Patients who have glaucoma are more than three times more likely to fall and more than five times more likely to be involved in a motor vehicle collision, according to a study in the March issue of Investigative Ophthalmology and Visual Science.


Previous studies have identified glaucoma as a risk factor for falls and motor vehicle collisions. However, the magnitude of the risk and the underlying factors of falls are not fully understood, and findings on motor vehicle collisions have been inconsistent, say the researchers from Dalhousie University in Halifax, Nova Scotia.


For this study, the researchers recruited 48 glaucoma patients and 47 age-matched controls. They measured demographic and clinical data as well as the number of falls in the previous 12 months and the number of motor vehicle collisions in the previous five years.


At baseline, 17 (35%) glaucoma patients and six (13%) control subjects reported one or more falls in the previous 12 months. Patients with glaucoma were more than three times more likely than control subjects to have had a fall, the researchers found. 

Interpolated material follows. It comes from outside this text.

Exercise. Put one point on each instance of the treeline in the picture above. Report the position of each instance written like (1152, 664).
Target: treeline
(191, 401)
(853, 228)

Also at baseline, 40 (83%) patients in the glaucoma group and 44 (94%) control subjects were driving. Eleven (27%) glaucoma patients reported one or more collisions in the previous five years vs. three (7%) control subjects. Eight (20%) glaucoma patients reported that they were at fault vs. one (2%) control subject.

Patients with glaucoma were more than five times more likely than control subjects to have been involved in a collision and more than 10 times more likely to be at fault, the researchers found.


Some additional findings: Patients who had undergone glaucoma surgery were less likely to have been involved in a motor vehicle collision. There was a borderline association between stereopsis worse than 40 seconds of arc and self-reported at-fault collisions in the glaucoma group.


Also, patients who had greater visual impairment were more than four times more likely than those with less impairment to have been involved in a self-reported at-fault collision.


More research is needed to confirm these findings, the researchers say. For that reason, they have begun a larger prospective study to investigate the underlying factors of both problems.


Potentially, the results have implications for patient education, licensing of drivers and intervention programs, they say.

 

Haymes SA, Leblanc RP, Nicolela MT, et al. Risk of falls and motor vehicle collisions in glaucoma. Invest Ophthalmol Vis Sci 2007 Mar;48(3):1149-55.